Sunday, 22 October 2017

The Problem with the FTA

Well, it's a problem.  There are other problems, and the problem I am about to describe might not even be the biggest problem that the fine-tuning argument has.  But it's snappy title for a post.  (Oh, and I mean the Fine Tuning Argument not the Free Trade Agreement ...)

When people like Luke Barnes go on and on about all the limitations on physics and cosmology that you'd be faced with if you were building a universe from scratch in order to ensure that (intelligent) life existed in it, they eventually reach a point in which their expertise is no longer relevant to the argument.  Basically, if we were wondering about the magnitude of the design problem, trying to come up with a figure that describes how unlikely it would be that a life permitting universe would be the result if we just threw the "randomise" switch, then Barnes has something to bring to the table.  But once we've arrived at a figure, say that there's only one chance in 10^240 that a universe like ours would result, then Barnes' training in astrophysics is no longer relevant, he's still a smart guy, but he can't wave his doctorate around anymore and pretend that it means anything.

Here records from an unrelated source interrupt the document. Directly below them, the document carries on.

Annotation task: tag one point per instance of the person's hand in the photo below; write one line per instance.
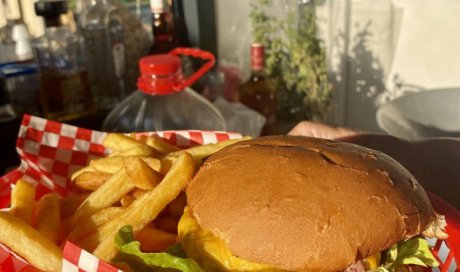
(434, 162)
(319, 130)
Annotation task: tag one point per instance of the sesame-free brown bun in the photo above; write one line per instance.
(306, 204)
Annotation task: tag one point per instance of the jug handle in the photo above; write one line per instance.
(196, 53)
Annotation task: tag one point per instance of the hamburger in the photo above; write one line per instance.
(287, 203)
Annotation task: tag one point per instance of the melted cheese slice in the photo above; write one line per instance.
(210, 251)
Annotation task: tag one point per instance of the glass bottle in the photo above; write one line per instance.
(180, 27)
(163, 100)
(102, 28)
(7, 112)
(65, 92)
(258, 92)
(162, 29)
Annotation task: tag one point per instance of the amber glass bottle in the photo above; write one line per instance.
(258, 92)
(162, 29)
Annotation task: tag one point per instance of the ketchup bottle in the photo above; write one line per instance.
(163, 100)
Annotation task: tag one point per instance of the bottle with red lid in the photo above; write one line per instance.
(164, 100)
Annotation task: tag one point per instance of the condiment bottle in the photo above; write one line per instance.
(258, 92)
(65, 92)
(163, 100)
(102, 27)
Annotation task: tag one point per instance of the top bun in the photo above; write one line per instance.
(307, 204)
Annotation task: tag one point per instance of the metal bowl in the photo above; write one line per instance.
(424, 114)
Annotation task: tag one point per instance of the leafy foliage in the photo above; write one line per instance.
(295, 59)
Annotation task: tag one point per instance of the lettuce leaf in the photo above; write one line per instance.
(172, 259)
(413, 251)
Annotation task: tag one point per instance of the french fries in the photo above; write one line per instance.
(141, 183)
(145, 209)
(48, 217)
(29, 243)
(142, 175)
(96, 220)
(107, 194)
(157, 144)
(23, 201)
(90, 181)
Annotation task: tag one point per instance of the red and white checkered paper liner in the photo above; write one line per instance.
(50, 152)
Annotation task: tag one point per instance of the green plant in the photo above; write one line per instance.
(295, 59)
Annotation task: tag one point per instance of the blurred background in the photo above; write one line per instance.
(353, 63)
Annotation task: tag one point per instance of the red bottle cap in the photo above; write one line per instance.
(160, 74)
(257, 57)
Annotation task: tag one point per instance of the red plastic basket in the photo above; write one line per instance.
(47, 148)
(447, 252)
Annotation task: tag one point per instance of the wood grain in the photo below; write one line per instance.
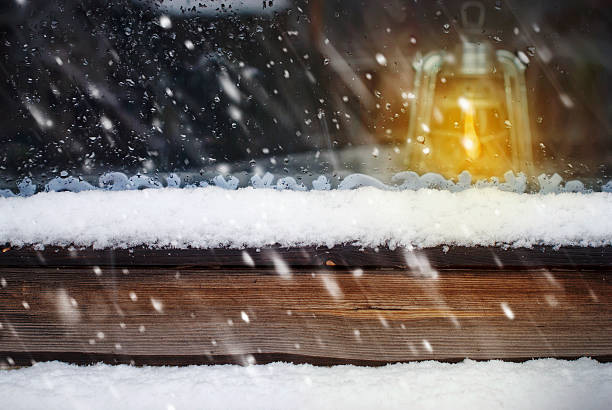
(338, 257)
(195, 315)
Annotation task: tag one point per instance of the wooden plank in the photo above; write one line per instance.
(192, 315)
(339, 256)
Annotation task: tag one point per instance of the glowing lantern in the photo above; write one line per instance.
(470, 111)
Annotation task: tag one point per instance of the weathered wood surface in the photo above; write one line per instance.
(163, 315)
(339, 256)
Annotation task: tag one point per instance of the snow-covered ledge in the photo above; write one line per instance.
(212, 217)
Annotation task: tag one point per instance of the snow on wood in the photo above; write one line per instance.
(213, 217)
(537, 384)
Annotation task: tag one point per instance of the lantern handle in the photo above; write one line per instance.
(472, 25)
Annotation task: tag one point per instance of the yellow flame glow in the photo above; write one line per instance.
(470, 140)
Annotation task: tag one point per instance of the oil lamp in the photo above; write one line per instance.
(470, 110)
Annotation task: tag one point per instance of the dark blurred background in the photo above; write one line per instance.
(291, 87)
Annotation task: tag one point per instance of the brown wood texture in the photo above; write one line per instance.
(162, 315)
(339, 256)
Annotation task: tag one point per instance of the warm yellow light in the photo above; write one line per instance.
(470, 140)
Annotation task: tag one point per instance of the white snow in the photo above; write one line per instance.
(538, 384)
(247, 217)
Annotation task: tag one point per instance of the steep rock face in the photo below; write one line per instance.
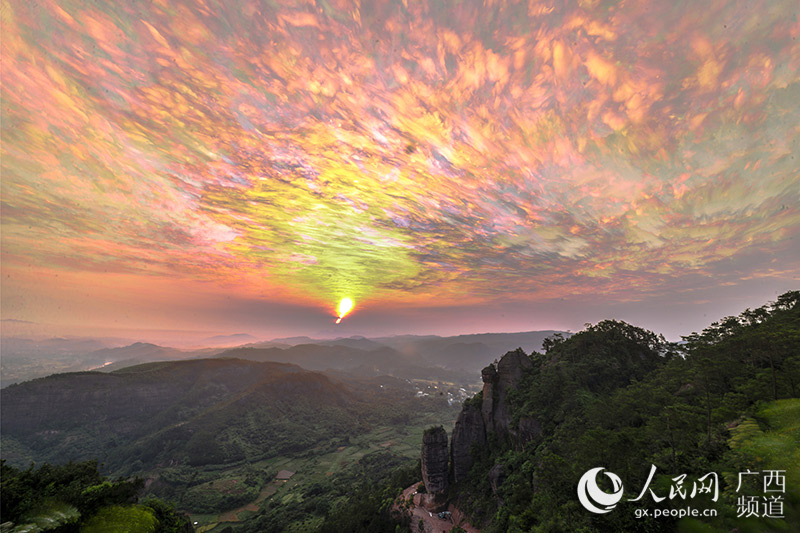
(488, 375)
(434, 460)
(469, 430)
(510, 370)
(497, 382)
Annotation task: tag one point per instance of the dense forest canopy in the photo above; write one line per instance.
(617, 396)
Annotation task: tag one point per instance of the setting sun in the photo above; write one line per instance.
(345, 306)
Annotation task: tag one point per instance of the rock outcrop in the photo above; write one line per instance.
(489, 376)
(469, 430)
(435, 460)
(492, 415)
(510, 370)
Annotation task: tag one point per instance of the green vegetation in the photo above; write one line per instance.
(76, 497)
(622, 398)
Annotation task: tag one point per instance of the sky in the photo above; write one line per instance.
(199, 167)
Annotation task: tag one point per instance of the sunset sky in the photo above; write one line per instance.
(195, 168)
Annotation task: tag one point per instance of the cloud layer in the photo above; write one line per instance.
(422, 152)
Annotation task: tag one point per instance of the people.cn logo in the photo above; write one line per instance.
(593, 497)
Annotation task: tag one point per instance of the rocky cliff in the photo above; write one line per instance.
(469, 430)
(489, 413)
(434, 460)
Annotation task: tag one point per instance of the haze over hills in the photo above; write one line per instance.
(406, 356)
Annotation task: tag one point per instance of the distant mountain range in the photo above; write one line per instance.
(199, 411)
(404, 356)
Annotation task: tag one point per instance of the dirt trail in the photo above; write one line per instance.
(431, 522)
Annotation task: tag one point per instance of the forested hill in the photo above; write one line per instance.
(622, 398)
(210, 411)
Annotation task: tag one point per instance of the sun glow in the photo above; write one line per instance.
(345, 306)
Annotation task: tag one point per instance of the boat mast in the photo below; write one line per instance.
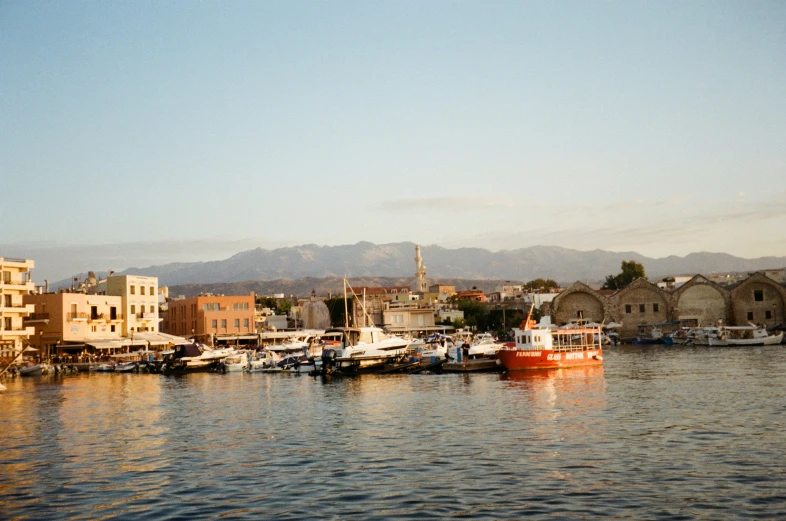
(346, 309)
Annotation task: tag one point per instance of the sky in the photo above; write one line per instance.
(150, 132)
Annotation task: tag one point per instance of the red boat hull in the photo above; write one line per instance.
(518, 359)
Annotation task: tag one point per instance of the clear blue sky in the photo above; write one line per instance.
(651, 126)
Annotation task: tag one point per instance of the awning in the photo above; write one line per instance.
(237, 337)
(156, 339)
(105, 344)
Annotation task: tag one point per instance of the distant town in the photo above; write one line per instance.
(124, 313)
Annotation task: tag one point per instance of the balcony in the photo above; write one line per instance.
(25, 331)
(21, 285)
(37, 318)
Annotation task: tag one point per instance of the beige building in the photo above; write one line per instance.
(65, 323)
(139, 296)
(400, 317)
(211, 318)
(16, 282)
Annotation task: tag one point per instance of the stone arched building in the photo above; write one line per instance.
(758, 299)
(698, 302)
(578, 301)
(701, 302)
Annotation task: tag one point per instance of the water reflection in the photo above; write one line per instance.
(691, 433)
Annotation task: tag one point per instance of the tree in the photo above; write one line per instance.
(542, 284)
(335, 306)
(630, 271)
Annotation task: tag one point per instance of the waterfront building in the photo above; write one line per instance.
(213, 319)
(421, 284)
(70, 323)
(400, 317)
(15, 283)
(139, 296)
(369, 303)
(473, 294)
(700, 301)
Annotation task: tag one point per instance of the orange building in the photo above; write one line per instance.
(210, 317)
(473, 295)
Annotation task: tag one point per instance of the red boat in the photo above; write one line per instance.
(545, 347)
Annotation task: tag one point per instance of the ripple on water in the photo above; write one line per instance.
(655, 433)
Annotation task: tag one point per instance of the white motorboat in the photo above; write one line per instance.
(236, 363)
(485, 346)
(366, 346)
(191, 358)
(32, 369)
(750, 335)
(436, 346)
(126, 367)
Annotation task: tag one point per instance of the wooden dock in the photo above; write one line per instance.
(473, 365)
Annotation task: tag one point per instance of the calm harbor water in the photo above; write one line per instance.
(657, 433)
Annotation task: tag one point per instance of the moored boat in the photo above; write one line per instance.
(545, 347)
(751, 335)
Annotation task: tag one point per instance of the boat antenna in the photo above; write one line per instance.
(346, 308)
(529, 315)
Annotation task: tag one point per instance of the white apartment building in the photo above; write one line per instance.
(139, 300)
(15, 283)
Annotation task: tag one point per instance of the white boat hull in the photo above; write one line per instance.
(732, 342)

In brief, what Barnes can do is help us focus in on whether the universe as it is unlikely, very unlikely or very very freaking unlikely.  He argues for something in the region of very very freaking unlikely.

Now, here's the problem.

To try to explain it, I am going to use an analogy.  It's not a perfect analogy and certain elements of it aren't strictly relevant, they are just there as part of the narrative to help explain the key point.


Say you are given an urn.  In the urn you see there is a little pork sausage.  This means that you have in your hands an LSU or an LPU, Little pork Sausage Urn or Little Pork sausage Urn, depending on your point of view.  These acronyms might seem completely arbitrary to some readers, but they’re not.  LSU and LPU are common acronyms in the discussion of fine-tuning and mean “life supporting (or sustaining) universe” and “life-permitting universe”.  The latter seems more common, perhaps because LSU is also used by Louisiana State University.  Let’s avoid confusion and talk about the Little Pork sausage Urn.

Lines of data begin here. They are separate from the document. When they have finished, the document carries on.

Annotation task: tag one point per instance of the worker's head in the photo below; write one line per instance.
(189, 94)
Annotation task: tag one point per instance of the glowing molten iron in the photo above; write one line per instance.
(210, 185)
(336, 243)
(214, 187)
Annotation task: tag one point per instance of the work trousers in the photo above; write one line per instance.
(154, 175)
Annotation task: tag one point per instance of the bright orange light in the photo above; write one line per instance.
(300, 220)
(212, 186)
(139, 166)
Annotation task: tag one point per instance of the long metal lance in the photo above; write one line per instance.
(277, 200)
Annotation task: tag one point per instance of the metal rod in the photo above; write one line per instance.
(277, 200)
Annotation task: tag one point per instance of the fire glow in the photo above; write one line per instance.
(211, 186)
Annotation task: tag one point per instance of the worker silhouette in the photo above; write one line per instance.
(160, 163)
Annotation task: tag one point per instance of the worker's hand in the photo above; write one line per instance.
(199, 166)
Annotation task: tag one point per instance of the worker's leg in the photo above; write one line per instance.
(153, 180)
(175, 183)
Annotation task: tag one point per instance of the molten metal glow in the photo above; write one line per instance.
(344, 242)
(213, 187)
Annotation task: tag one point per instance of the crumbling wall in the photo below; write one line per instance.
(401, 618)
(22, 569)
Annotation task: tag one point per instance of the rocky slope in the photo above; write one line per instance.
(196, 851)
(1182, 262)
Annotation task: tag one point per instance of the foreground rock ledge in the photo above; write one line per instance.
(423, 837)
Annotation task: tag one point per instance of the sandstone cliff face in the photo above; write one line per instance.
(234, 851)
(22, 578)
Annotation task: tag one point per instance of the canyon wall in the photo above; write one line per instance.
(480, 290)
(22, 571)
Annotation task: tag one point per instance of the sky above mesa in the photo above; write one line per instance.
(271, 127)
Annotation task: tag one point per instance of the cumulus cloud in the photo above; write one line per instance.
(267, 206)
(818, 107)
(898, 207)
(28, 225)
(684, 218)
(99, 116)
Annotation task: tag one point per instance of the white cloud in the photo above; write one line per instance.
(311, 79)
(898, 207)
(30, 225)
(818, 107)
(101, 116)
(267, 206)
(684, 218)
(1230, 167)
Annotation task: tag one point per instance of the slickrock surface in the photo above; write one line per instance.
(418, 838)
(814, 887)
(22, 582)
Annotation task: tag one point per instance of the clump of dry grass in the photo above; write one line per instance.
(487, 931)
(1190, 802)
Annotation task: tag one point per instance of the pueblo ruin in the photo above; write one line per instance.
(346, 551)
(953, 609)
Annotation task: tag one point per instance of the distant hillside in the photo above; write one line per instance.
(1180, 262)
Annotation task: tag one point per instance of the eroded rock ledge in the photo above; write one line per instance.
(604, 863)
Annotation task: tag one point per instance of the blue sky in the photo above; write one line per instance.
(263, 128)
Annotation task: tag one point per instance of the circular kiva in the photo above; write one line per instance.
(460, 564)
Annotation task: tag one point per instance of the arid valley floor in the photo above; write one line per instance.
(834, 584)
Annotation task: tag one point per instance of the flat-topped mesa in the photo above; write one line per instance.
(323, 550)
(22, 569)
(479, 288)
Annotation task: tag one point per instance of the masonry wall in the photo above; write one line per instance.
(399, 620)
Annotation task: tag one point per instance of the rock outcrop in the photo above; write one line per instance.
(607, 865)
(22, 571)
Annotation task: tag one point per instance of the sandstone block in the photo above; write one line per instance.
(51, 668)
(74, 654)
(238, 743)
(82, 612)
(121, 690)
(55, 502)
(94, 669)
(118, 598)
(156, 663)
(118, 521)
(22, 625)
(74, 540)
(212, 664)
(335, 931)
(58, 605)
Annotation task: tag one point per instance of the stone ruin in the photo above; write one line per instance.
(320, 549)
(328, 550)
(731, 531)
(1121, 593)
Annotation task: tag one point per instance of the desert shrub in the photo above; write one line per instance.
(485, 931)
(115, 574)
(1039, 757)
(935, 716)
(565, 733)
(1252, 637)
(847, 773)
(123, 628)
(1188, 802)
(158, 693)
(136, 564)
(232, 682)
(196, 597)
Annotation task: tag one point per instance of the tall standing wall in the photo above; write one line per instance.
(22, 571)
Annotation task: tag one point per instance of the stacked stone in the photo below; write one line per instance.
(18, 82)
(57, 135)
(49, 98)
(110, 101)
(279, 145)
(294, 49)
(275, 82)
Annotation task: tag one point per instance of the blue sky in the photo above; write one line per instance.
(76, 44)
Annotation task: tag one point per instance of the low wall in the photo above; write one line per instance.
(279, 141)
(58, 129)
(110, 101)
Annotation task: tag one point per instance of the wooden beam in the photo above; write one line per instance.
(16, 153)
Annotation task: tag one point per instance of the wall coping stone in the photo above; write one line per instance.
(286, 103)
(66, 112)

What is the probability that you have, in your hands, an LPU?  You could think about all the things that could possibly be in the urn: a balls, a sock, a small beaver, a cat, an alarm clock, a stone, the list of potential items is literally endless (using "literally" in sense of "not literally").  Thinking of it that way, you could say it's one in a bazillion, or one in 2 gazillion, or something like that.

However, you have already looked in the urn, you know there was a little pork sausage in there, so you've got very good reason to believe that there's a one in one chance that you are holding an LPU.

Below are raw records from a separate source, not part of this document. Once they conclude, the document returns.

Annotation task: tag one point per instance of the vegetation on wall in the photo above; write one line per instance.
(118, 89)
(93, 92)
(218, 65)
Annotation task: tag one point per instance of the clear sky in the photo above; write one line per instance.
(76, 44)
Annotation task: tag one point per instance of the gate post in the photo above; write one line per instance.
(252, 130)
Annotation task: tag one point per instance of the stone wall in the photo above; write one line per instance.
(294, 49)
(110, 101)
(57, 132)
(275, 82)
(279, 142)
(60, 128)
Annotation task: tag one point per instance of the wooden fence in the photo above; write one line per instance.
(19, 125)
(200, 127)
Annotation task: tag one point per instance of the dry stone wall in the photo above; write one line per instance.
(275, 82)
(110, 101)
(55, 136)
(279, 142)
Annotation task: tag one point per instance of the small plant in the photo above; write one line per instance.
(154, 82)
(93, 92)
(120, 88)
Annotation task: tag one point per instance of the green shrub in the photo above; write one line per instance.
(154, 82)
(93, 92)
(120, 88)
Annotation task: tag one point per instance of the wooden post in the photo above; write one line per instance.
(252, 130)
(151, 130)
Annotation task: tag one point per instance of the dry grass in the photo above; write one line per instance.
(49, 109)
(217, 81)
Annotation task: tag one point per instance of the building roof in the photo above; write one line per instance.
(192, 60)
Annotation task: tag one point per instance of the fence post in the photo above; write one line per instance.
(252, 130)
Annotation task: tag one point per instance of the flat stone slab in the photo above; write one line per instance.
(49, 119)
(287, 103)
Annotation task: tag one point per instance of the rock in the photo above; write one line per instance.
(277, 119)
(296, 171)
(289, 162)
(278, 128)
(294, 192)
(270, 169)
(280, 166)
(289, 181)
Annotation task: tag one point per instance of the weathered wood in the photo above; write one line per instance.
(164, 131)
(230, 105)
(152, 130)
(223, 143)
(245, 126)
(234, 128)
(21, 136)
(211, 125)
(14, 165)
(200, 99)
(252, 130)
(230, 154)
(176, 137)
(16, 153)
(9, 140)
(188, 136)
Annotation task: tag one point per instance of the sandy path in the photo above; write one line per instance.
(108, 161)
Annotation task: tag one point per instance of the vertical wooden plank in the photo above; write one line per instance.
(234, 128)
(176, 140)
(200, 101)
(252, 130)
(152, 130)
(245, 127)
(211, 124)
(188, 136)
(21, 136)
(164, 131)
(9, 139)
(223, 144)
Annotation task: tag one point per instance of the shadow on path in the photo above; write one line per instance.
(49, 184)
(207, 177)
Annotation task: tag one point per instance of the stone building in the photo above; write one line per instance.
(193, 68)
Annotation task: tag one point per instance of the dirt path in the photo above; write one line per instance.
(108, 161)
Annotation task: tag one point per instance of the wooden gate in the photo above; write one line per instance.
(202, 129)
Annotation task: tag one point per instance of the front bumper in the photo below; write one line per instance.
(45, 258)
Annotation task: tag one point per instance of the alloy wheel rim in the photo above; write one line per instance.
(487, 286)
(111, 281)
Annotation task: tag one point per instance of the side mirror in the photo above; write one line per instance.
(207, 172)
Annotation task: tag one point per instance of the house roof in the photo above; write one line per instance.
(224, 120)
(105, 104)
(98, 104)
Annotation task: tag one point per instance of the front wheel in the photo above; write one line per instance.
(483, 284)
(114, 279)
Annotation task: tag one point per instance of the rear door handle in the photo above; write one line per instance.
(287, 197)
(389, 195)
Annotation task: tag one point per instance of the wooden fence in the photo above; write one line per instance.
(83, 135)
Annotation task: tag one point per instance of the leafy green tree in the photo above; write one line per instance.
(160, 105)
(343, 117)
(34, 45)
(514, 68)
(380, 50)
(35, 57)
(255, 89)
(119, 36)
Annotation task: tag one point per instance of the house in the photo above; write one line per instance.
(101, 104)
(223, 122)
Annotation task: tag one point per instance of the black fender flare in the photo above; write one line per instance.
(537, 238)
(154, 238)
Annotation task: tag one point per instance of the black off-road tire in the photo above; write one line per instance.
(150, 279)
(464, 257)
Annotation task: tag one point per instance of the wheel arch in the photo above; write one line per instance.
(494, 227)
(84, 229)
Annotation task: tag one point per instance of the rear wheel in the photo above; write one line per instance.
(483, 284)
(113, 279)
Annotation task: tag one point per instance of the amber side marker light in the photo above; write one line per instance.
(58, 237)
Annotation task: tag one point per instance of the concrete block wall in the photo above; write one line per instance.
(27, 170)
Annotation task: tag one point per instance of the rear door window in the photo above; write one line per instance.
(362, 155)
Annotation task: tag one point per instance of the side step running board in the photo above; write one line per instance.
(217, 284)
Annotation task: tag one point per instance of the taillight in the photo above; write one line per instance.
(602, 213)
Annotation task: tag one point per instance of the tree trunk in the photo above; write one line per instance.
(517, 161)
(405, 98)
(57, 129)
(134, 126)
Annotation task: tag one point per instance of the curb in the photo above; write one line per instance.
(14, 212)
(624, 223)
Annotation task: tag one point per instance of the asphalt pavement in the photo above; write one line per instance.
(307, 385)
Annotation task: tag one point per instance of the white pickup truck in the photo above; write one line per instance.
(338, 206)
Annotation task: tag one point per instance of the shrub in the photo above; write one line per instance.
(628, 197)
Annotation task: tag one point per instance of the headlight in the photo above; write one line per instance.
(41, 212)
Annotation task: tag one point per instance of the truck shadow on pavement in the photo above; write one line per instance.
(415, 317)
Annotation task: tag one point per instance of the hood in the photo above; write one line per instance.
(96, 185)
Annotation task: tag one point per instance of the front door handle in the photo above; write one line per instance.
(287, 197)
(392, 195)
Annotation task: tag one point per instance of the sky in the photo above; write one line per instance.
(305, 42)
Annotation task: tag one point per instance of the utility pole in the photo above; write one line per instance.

Alternatively, you could be led into a warehouse containing bazillions or gazillions of urns.  At random (problems with the term "random"aside), you select an urn.  What are the chances that the urn you selected contains a little pork sausage?  We don't know, do we?  The warehouse might specialise in producing urns with sausages in them, urns with pork sausages in them, urns with pork products in them, urns with nothing in them, urns with something random in them, or who the hell knows what.  To match the FTA, we have to specify that some relatively small number of urns must contain little pork sausages (so that LPUs are possible).

Ok, so we have two scenarios.  One in which we are holding an urn with a pork sausage in it and the other in which we are in a warehouse and know that there are pork sausages in one or more of a very large number of urns, but we don't know which.

Which is the scenario in which we find ourselves, with regard to the FTA?

It must be that we are holding the urn, because we cannot be in a scenario in which an LPU (now talking about a life-permitting universe) is not available to us because we are alive).

Here is the problem:  The FTA is always argued as if we are in the warehouse and there is a possibility that we don't have an LPU available to us.  It doesn't matter if the urn we are holding with a little pork sausage in it is the only such urn in the whole history of the universe (past and future) or how unlikely it is that we happen to have it in our hands.  Without it, we are in a completely different scenario, in which we have no LPU and, switching seamlessly from analogy to the thesis of the FTA, if there were no LPU, we would not exist.

No amount of jiggering with the numbers will affect that brute fact.  So the involvement of people like Luke Barnes in the promotion of the FTA is, at the end of the day, without any real value.


That's not to say that the involvement of Barnes is without rhetorical value, or value for anyone wanting to make a fallacious appeal to authority.  But that's about tricking you into believing that the argument has merit, not about showing that you that argument has merit.